Researchers typically study air pollution dynamics using Air Quality Models (AQMs), which require very large amount of time to develop, and are specific to a relatively short period of time for a particular geographic region. Given the voluminous amounts of air quality data produced from monitoring networks which record hourly, ground level air quality and meteorological parameters, statistical methods allow investigation of extended study periods of ozone pollution. In this study, we use cluster analysis and sequence analysis to isolate the role of meteorology on ozone and we explore the ability of the stochastic Hidden Markov Models (HMMs) to predict ozone levels in Houston, TX. The adverse health effects of tropospheric ozone indicate substantial risk for many segments of the population. This necessitates the short term forecast in order to take evasive actions on days conducive to ozone formation.
Cluster analysis is an unsupervised form of statistics which indicates recurring patterns among a set of observations, while sequence analysis is an approach to data reduction based on the concept of sequence similarity in terms of similarity index. Cluster analysis is best suited to determine the hourly meteorological states. However, for ozone, the maximum daily ozone value is the regulated measure of air quality. Also, Houston has strong mesoscale influences and many meteorological regimes may be present through out the day. This necessitates the need to look at sequence of regimes to describe each day as a whole.
Thus, cluster analysis is performed at two time scales: one at the hourly scale to determine the prevailing meteorological regimes and the other along with sequence analysis at a daily scale to reveal classes that determine the dependency of ozone on meteorology in Houston, TX. The first stage of clustering is carried out for the surface wind observations on an hourly scale with agglomerative k-means algorithm. This algorithm uses a distance metric to determine the dissimilarity among observations to obtain the surface wind patterns. The second stage of clustering is carried out for the ozone exceedance and non-exceedance days on a daily scale and is performed using similarity index to determine the dissimilarity among symbols of observations.
Our study focuses on the period 1 April through 31 October of the years 2004 and 2005. Measurements are available from two separate networks of ground level monitoring stations operated by the Texas Commission for Environmental Quality (TCEQ). All data is reported at an hourly rate, though missing measurements are a common problem associated with analysis of environmental measurements over such an extended observation period. The first network, the Continuous Air Monitoring Stations (CAMS), monitor ozone and NOx concentration levels. From these air quality data, the 8-hr daily maximum ozone levels can readily be calculated for the episodic days. A second meteorological monitoring network records hourly, ground-level wind speed, wind direction, and temperature data. The north-south and east-west components of the hourly averaged surface winds for the surface stations were calculated. The k-means clustering algorithm is applied to these continuous wind field measurements to determine meteorological regimes affecting regional air quality.
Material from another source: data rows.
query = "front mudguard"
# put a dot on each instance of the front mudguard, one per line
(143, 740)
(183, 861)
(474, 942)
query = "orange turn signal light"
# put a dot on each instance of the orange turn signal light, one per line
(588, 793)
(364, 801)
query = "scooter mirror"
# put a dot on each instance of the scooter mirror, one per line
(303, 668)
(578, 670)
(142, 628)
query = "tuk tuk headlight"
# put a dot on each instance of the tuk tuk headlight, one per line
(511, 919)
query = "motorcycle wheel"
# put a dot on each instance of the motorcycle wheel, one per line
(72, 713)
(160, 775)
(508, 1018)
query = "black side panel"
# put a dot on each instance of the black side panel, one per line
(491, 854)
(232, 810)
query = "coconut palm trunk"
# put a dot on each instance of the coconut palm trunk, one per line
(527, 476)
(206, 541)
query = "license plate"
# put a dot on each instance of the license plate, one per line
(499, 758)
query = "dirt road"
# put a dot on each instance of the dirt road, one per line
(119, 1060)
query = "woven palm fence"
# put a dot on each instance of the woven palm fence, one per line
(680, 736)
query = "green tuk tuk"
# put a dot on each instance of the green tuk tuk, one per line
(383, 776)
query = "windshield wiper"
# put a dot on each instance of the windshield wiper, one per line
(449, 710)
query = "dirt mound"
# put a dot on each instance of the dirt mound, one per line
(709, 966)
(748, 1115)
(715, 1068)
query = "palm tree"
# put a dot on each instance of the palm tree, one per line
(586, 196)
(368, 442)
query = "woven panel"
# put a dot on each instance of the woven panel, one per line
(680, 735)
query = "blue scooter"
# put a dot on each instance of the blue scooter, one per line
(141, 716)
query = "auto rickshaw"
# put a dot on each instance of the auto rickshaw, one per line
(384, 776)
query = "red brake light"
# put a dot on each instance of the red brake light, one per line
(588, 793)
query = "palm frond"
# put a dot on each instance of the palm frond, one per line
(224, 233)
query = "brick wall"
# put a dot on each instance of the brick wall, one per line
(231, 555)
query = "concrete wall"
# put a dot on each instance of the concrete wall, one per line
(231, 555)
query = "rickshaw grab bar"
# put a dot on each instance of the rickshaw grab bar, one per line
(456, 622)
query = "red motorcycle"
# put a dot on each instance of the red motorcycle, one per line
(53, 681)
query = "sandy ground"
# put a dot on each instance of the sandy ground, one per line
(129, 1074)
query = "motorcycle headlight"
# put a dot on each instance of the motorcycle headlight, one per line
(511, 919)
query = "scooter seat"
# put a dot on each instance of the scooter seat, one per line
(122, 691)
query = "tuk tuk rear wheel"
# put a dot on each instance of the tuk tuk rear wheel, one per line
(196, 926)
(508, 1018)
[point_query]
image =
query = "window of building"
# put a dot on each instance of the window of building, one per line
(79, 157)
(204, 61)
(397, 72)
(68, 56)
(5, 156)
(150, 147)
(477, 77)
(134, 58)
To interpret the clusters obtained, we calculate and plot in geospatial coordinates for each cluster, the prevailing wind conditions from the wind measurements at each monitoring station. Frequency-of-occurrence plots that represent the number of times observations are assigned to a cluster each hour of a day are constructed for each cluster. Cluster averaged time series data of wind speed, direction, temperature and compositions of ozone precursors are analyzed for the episode days and their previous days to observe the diurnal pattern variation at each site. To determine the dependence of ozone on meteorology, an index based sequential analysis approach is taken to determine the recurring meteorological patterns among ozone exceedance and non-exceedance days. The predominant wind directions corresponding to the cluster labels obtained from the cluster analysis of hourly wind measurements are analyzed first by sequence analysis and then are clustered.
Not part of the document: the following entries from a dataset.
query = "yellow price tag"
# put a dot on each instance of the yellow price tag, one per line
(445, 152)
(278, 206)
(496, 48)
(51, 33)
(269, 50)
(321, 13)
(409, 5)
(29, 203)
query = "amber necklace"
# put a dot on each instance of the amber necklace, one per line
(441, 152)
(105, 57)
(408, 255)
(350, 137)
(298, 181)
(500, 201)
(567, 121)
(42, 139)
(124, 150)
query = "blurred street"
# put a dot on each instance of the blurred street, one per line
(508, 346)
Based on the states (meteorological regimes and ozone classes) identified by the cluster analysis and sequence analysis, an ozone forecasting model is developed based on the HMMs. HMMs capture both the deterministic transition between states and the random factors involved. A set of HMMs are estimated by training the data corresponding to each meteorological cluster. After the HMMs are developed, labels are assigned to an hour in the future by choosing the class represented by a model with the maximum probability. HMMs are also developed for the clusters of wind indices capturing the distinct scenarios for ozone exceedances and non-exceedances. To predict the ozone class of a day, the hours of the day labeled according to HMMs based on wind clusters are input to the ozone HMMs to determine the class of ozone levels based on the maximum probability.
The two-stage approach of clustering performed on a large data set emphasizes the effect of coastal Gulf Breeze on ozone formation. It is found that the wind fields can be divided in to distinguishable clusters based on the hourly wind measurements. Clustering of the sequence indices of wind directions obtained from the hourly wind clustering with similarity index as a measure of distance gave clusters that capture distinct scenarios for ozone exceedances and non-exceedances. Also, the clusters from sequence analysis captured the diurnal cycle of the wind. Comparisons of the results for the 2005 versus 2004 indicate that the same major meteorological patterns appear in different years. Ozone forecast results based on the HMMs are promising, revealing several unique aspects of Houston ozone dynamics.